José Antonio Montano

Foto: RAFAEL MARCHANTE
Reuters

África empieza en los Pirineos, pero en cuanto se sale de la “república catalana independiente” reaparece Europa. Así han puesto las cosas los separatistas. Los que nos hemos educado en la idea de que Cataluña era la región más avanzada de España, la que representaba la posibilidad hispánica de ser europeos, no salimos de nuestro estupor.
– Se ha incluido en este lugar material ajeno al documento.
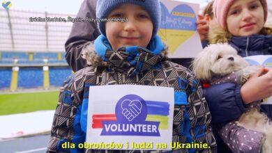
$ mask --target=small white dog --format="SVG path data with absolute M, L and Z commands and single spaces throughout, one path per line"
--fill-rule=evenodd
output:
M 237 54 L 228 44 L 213 44 L 205 47 L 192 63 L 192 70 L 197 77 L 211 84 L 234 82 L 243 85 L 257 72 L 257 66 L 249 66 L 245 59 Z M 235 77 L 231 77 L 231 74 Z M 244 113 L 236 122 L 247 129 L 262 132 L 265 140 L 262 152 L 272 152 L 272 125 L 269 118 L 255 106 Z

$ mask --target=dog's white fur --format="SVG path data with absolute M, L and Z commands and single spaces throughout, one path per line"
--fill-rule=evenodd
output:
M 249 66 L 235 49 L 227 43 L 213 44 L 205 47 L 192 63 L 192 70 L 199 79 L 211 81 L 215 76 L 226 76 L 242 70 L 243 75 L 250 76 L 259 67 Z M 242 84 L 241 84 L 242 85 Z M 262 152 L 272 152 L 272 125 L 269 118 L 256 108 L 244 113 L 237 121 L 238 125 L 265 134 Z

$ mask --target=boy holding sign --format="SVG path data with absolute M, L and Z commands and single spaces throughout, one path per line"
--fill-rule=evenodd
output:
M 69 76 L 61 89 L 47 152 L 93 152 L 78 147 L 86 141 L 86 106 L 82 104 L 89 99 L 91 86 L 117 84 L 173 88 L 172 143 L 209 145 L 173 150 L 216 152 L 211 115 L 199 82 L 187 68 L 167 61 L 167 47 L 156 35 L 161 15 L 159 0 L 98 0 L 96 8 L 97 17 L 108 22 L 98 23 L 102 34 L 84 51 L 83 57 L 91 66 Z M 112 22 L 116 18 L 126 22 Z M 136 100 L 129 106 L 130 111 L 123 109 L 122 113 L 131 121 L 141 115 L 143 106 Z M 157 131 L 152 128 L 151 131 Z M 61 147 L 68 143 L 75 147 Z

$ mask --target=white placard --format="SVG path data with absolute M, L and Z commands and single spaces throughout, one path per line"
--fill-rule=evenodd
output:
M 272 56 L 271 55 L 258 55 L 251 56 L 244 58 L 250 65 L 262 65 L 272 68 Z M 264 99 L 264 102 L 261 104 L 272 104 L 272 97 Z
M 173 88 L 91 86 L 86 143 L 103 143 L 96 148 L 102 150 L 171 150 L 174 98 Z

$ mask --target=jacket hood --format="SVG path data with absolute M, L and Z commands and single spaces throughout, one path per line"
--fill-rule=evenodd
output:
M 261 31 L 261 34 L 266 35 L 272 35 L 272 29 L 265 27 Z M 232 38 L 246 38 L 246 37 L 235 37 L 232 36 L 229 32 L 226 30 L 224 30 L 220 26 L 214 26 L 210 27 L 209 31 L 209 44 L 216 44 L 216 43 L 229 43 L 229 41 Z

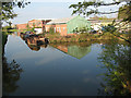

De repente –un ‘de repente’ trabajado durante décadas por el nacionalismo– Cataluña es un socavón carpetovetónico. Cualquier otro lugar de España es hoy más avanzado que Cataluña. La salida que teníamos para Europa se ha convertido en una trampilla que nos devuelve a la peor España: la de los espadones y las asonadas del siglo XIX, la de la ruina institucional que se traducía en ruina física. Cataluña es hoy Celtiberia Show.

El espectáculo de estas semanas, que culminó en la astracanada de anteayer y ayer, ha sido inaudito. La falta de decoro y de respeto –por sí mismos y por los demás– es el signo de una decadencia galopante. La “república catalana independiente”, por pretender huir de España con tan poca clase y tan poca inteligencia, ha recaído en la España de la que España ya se había librado.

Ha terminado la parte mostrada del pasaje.